Most of the lather comes from Charley’s storyline, which, with its shades of Real Housewives, lends itself to camp. When Charley finds out that Davis has been less than truthful with her, she doesn’t slap him in the privacy of their mansion in the hills, calling him names before a knockout view of L.A. Instead, she takes it to the basketball court, midgame, making a scene so spectacular, it’s a wonder it hasn’t happened on a reality show: May Charley be an inspiration. Once in Louisiana, Charley goes to meet up with a friend of her father’s, who has been holding onto a tractor part for him. She expects an old man but instead finds Remy (Dondré Whitfield), a good-hearted hunk in a cowboy hat, a future love interest telegraphed so hard, you can hear the script go, “These two will have sex imminently. Stop. It will be hot. Stop.”
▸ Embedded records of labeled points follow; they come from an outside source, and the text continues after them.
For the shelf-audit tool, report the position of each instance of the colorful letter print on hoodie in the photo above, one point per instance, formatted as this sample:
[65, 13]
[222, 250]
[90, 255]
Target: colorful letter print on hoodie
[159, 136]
Moments like these aren’t slips in tone but treats for the audience. The theme song’s lyrics include, “Dreams never die/ take flight/ as the world turns,” which is to say: A long-running soap opera is name-checked at the outset of each episode. Queen Sugar takes on plenty of heavy and heady issues. But the very first scene in the show is a romantic swoon between Nova and her hunky, beefy, white boyfriend (Greg Vaughan, like Whitfield, a former soap actor), whose haircut and chest hair are both very on trend. Queen Sugar is confident enough in itself and its audience that it offers up dreamy actors and hot pairings with no anxiety that this will somehow undercut its more serious aspirations. It is an extremely alluring combination.